Proteomics and peptidomics of breast cancer subtypes

In our study, we applied high-throughput mass spectrometry, bioinformatic, and machine learning approaches to investigate the proteome, including noncoding RNA (ncRNA)–derived micropeptides, of different breast cancer subtypes. In total, 19 tumor and 18 paired nontumor samples were used to obtain the proteome and peptidome. Among these, 5 samples were classified as LABC (plus 5 paired nontumor samples), 4 as LBBC (HER2−) (plus 4 paired nontumor samples), 4 as HER2+ breast cancer (plus 3 paired nontumor samples), and 6 as TNBC (plus 6 paired nontumor samples). We identified that each subtype depends on different protein expression patterns to sustain its malignancy,and also alterations in pathways and processes that can be associated with each subtype and its biological and clinical behaviors. Regarding subtype biomarkers, our panels achieved performances with at least 75% of sensibility and 92% of specificity. In the validation cohort, the panels obtained acceptable to outstanding performances (AUC = 0.740 to 1.00).
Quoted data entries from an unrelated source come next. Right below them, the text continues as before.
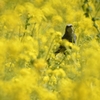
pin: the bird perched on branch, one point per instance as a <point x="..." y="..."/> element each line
<point x="69" y="35"/>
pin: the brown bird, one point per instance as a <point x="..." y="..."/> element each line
<point x="69" y="35"/>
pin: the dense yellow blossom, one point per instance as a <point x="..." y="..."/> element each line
<point x="30" y="33"/>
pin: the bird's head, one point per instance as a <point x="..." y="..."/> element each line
<point x="69" y="28"/>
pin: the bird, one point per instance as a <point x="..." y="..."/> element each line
<point x="69" y="36"/>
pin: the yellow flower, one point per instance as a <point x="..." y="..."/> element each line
<point x="40" y="64"/>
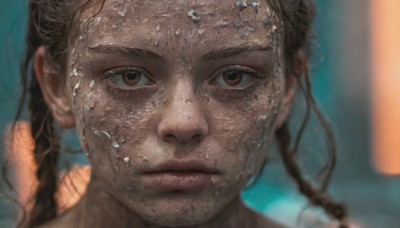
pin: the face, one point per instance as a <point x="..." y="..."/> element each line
<point x="175" y="102"/>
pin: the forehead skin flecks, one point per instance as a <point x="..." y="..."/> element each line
<point x="167" y="27"/>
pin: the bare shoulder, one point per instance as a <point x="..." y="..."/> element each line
<point x="262" y="221"/>
<point x="66" y="220"/>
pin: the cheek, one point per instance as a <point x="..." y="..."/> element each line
<point x="246" y="130"/>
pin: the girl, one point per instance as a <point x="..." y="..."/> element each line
<point x="176" y="104"/>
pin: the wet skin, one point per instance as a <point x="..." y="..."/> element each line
<point x="149" y="84"/>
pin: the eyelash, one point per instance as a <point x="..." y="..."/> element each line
<point x="240" y="91"/>
<point x="237" y="69"/>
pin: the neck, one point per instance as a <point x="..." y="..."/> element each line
<point x="99" y="209"/>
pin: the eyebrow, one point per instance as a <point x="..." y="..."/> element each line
<point x="214" y="54"/>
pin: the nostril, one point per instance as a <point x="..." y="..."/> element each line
<point x="197" y="137"/>
<point x="170" y="138"/>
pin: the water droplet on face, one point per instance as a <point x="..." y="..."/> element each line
<point x="106" y="134"/>
<point x="74" y="72"/>
<point x="267" y="21"/>
<point x="241" y="4"/>
<point x="217" y="194"/>
<point x="201" y="31"/>
<point x="194" y="15"/>
<point x="237" y="25"/>
<point x="92" y="84"/>
<point x="116" y="145"/>
<point x="213" y="180"/>
<point x="76" y="87"/>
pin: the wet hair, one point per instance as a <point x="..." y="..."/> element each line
<point x="50" y="22"/>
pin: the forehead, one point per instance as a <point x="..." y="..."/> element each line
<point x="180" y="23"/>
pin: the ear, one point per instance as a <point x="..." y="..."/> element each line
<point x="52" y="82"/>
<point x="291" y="80"/>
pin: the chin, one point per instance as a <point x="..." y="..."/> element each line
<point x="189" y="214"/>
<point x="179" y="219"/>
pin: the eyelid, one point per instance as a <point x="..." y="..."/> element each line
<point x="239" y="68"/>
<point x="115" y="71"/>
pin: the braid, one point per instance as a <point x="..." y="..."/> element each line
<point x="316" y="197"/>
<point x="46" y="155"/>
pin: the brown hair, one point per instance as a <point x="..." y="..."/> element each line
<point x="50" y="22"/>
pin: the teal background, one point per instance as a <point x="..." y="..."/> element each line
<point x="373" y="199"/>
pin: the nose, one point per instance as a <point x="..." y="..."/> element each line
<point x="182" y="120"/>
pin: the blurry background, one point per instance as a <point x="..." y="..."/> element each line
<point x="356" y="78"/>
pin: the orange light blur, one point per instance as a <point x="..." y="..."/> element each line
<point x="385" y="34"/>
<point x="72" y="184"/>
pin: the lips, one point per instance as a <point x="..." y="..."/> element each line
<point x="181" y="175"/>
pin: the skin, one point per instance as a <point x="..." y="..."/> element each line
<point x="185" y="110"/>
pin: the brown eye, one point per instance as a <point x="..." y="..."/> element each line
<point x="232" y="78"/>
<point x="131" y="78"/>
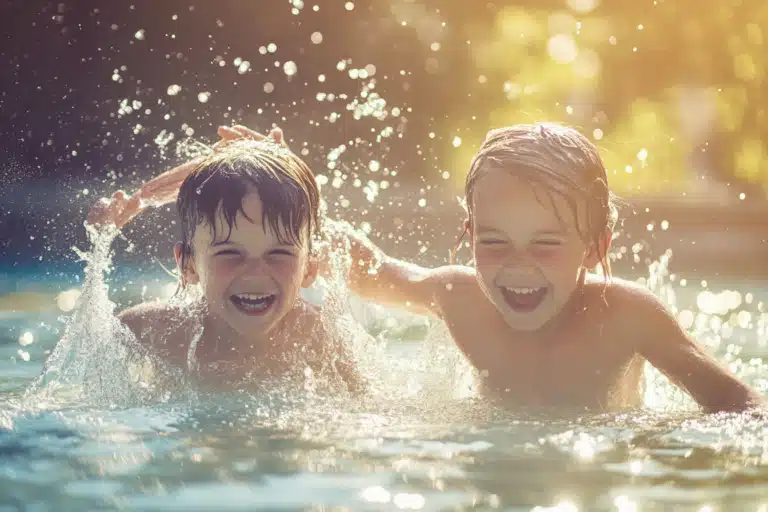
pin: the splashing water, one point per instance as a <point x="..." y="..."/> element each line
<point x="98" y="360"/>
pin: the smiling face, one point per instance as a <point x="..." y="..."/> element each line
<point x="527" y="248"/>
<point x="250" y="276"/>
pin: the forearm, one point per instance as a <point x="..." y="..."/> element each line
<point x="385" y="280"/>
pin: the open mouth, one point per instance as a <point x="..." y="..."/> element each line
<point x="524" y="300"/>
<point x="253" y="304"/>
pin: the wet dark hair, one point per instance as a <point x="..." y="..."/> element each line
<point x="559" y="160"/>
<point x="219" y="184"/>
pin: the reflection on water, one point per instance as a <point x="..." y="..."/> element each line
<point x="397" y="451"/>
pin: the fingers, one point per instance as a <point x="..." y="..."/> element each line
<point x="230" y="134"/>
<point x="277" y="135"/>
<point x="247" y="133"/>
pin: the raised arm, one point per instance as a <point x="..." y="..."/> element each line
<point x="122" y="208"/>
<point x="385" y="280"/>
<point x="663" y="342"/>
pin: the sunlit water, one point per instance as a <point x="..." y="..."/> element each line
<point x="93" y="423"/>
<point x="95" y="432"/>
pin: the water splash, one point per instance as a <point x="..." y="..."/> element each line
<point x="98" y="361"/>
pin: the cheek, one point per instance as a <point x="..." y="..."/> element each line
<point x="550" y="256"/>
<point x="224" y="268"/>
<point x="288" y="269"/>
<point x="489" y="255"/>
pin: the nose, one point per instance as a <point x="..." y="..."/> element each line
<point x="256" y="266"/>
<point x="518" y="258"/>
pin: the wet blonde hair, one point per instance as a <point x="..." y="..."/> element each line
<point x="561" y="161"/>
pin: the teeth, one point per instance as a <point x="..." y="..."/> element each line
<point x="252" y="296"/>
<point x="525" y="291"/>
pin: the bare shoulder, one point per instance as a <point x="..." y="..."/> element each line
<point x="624" y="297"/>
<point x="632" y="310"/>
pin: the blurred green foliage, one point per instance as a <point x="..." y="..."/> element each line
<point x="660" y="86"/>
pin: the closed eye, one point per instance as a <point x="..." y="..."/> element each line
<point x="281" y="252"/>
<point x="227" y="252"/>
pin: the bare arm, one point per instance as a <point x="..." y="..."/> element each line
<point x="684" y="361"/>
<point x="121" y="208"/>
<point x="385" y="280"/>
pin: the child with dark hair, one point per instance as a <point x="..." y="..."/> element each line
<point x="248" y="214"/>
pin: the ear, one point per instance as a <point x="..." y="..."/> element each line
<point x="592" y="258"/>
<point x="468" y="231"/>
<point x="311" y="273"/>
<point x="187" y="266"/>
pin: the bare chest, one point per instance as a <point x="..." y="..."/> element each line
<point x="586" y="366"/>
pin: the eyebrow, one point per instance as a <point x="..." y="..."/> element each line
<point x="551" y="232"/>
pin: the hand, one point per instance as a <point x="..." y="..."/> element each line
<point x="230" y="134"/>
<point x="117" y="211"/>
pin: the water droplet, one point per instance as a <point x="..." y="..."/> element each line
<point x="243" y="67"/>
<point x="289" y="68"/>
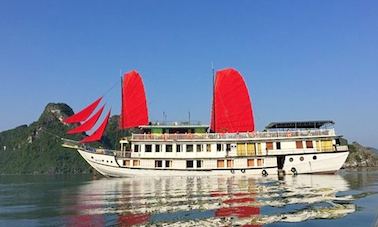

We identified 58 peptides expressed on breast tissue, including 27 differentially expressed MPs in tumor compared with nontumor samples and MPs exhibiting tumor or subtype specificity. These peptides presented physicochemical features compatible with the canonical proteome and were predicted to influence the tumor immune environment and participate in cell communication, metabolism, and signaling processes. In addition, some MPs presented potential as anticancer, antiinflammatory, and antiangiogenic molecules.